Thursday, August 12, 2010

Patiently Pushing

Two staff members from Peace Corps Monrovia came for an advisory meeting today. I really appreciated these visits in Zambia and I feel the same way here. It's a nice feeling to know you haven't been forgotten in the bush and someone really is supervising and supporting you! The meeting was a place for me to openly talk about my frustrations, mini-successes and get clarification where needed. As I've mentioned before, I've been having a hard time straightening out my job description: "Community Health Educator/Organizer", "Nutrition Intervention focal person", Peace Corps volunteer, and WFP/UNICEF partner. I was gratefully reminded that this is a new position, and as the holder of this new 'undefined' position, I am to 'patiently push' to get things moving (basically do what I can, where I can, when I can, but don't expect huge change right away! The story of work in Africa.). I see this as an opportunity to shape the future of Peace Corps (especially in the community health sector) in Liberia. I hope to experience enough in the next few months to be able to offer suggestions about what works and what doesn't, who to work with and who not to work with, where to focus the work and where to back off some. We laughed today about the next volunteer having it easy since all the dirty work will be done- although I am sure that volunteer will beg to differ!
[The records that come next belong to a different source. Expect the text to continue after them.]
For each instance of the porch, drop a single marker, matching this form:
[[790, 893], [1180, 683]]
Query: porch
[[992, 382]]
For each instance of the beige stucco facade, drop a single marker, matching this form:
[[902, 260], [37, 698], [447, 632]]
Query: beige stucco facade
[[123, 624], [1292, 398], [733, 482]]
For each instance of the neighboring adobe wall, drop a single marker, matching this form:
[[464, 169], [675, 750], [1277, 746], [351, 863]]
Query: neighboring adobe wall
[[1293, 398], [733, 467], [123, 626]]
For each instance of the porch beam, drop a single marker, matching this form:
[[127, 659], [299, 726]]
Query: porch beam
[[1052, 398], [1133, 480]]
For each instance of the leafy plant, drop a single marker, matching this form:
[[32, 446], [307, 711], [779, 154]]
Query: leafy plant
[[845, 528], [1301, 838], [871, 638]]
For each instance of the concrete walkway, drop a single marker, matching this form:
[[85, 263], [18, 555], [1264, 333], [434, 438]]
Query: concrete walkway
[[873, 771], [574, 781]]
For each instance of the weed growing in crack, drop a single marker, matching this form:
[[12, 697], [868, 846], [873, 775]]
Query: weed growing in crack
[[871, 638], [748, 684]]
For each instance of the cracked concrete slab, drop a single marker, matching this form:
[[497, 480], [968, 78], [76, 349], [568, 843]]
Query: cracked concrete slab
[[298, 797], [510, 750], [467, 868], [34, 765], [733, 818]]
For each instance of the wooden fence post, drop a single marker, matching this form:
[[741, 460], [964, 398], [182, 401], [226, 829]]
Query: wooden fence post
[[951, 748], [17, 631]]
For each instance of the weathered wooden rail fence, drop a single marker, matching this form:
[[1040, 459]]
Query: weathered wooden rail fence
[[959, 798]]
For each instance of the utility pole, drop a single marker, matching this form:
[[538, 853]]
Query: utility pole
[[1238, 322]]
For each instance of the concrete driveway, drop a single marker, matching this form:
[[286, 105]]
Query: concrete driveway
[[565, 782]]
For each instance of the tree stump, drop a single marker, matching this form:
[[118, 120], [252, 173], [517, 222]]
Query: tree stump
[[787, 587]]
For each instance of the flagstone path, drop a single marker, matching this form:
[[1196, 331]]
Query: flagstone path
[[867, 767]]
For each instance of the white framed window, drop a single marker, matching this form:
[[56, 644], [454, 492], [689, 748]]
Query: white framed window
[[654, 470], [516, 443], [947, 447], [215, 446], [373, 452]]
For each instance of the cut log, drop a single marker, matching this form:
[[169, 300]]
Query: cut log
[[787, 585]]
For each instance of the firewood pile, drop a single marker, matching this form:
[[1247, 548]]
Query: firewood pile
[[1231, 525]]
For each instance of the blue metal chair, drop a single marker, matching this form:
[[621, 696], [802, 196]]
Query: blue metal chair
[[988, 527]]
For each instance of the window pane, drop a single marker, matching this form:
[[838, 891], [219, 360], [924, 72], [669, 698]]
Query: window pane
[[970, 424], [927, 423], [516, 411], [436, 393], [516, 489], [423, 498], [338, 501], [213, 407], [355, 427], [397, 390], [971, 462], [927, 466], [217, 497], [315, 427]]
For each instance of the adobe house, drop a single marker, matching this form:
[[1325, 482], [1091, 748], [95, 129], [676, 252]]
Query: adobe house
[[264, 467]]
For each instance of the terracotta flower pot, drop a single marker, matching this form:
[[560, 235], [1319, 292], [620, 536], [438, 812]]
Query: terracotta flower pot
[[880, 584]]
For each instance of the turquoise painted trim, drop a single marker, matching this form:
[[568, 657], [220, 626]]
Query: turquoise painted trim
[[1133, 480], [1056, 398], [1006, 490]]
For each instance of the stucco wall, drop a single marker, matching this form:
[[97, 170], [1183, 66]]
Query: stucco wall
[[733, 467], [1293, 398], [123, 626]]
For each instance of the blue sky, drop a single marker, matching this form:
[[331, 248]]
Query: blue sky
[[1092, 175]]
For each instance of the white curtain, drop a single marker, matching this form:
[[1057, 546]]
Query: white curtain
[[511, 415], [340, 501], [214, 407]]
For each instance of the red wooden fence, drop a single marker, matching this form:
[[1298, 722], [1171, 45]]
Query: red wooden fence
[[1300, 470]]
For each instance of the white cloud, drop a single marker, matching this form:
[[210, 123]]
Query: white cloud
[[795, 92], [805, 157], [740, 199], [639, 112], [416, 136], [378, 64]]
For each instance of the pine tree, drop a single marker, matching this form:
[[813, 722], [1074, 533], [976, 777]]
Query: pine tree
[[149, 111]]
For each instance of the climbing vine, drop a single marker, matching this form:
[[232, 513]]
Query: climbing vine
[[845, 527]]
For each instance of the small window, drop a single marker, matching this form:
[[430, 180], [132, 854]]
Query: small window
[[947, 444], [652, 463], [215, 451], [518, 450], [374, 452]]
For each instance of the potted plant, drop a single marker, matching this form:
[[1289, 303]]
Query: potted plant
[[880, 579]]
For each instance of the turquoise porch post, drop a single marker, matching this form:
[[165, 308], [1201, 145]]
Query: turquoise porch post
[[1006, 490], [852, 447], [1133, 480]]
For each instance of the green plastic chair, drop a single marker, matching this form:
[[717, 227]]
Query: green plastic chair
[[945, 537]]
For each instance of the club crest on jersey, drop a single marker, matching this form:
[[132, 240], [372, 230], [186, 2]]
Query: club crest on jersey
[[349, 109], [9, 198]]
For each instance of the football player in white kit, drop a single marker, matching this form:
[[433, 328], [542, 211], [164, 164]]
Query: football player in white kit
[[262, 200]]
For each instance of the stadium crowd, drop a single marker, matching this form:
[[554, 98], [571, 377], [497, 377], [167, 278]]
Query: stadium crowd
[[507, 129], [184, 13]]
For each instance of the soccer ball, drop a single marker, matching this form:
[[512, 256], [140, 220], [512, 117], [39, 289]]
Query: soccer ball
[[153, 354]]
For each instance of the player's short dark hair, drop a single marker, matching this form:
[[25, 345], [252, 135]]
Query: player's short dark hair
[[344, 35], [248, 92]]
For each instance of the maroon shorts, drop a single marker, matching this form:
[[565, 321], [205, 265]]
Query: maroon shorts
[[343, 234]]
After our initial meeting we went to the hospital to meet with the County Health Team.I learned today (its amazing how easily this information came today even though I have been pulling teeth for 3 weeks to get it!) that only 60 of the 100 community health volunteers have been trained in the diarrhea module (Liberia is in the midst of creating a Basic Health Care Package that contains training modules for all of the major health issues such as diarrhea, malaria, nutrition etc. The MOH is supposed to ensure that health care workers are trained as each module is created. My thoughts on how efficient this process is is something to be discussed at another time!), so I am certainly going to jump on the opportunity to reach the 40 volunteers who have yet to be trained. The reason they only got through half of the volunteers is, not surprisingly, lack of funding. I'm hoping to network with the organization who conducted the first training (Merlin: www.merlin.org.uk) to see what we can do to get things moving again. Its time to be resourceful.
In the meanwhile, I will continue the work that I am doing with WFP and hope that our Grand Gedeh training plan goes off as planned, or at least as close to planned as one can ask for here!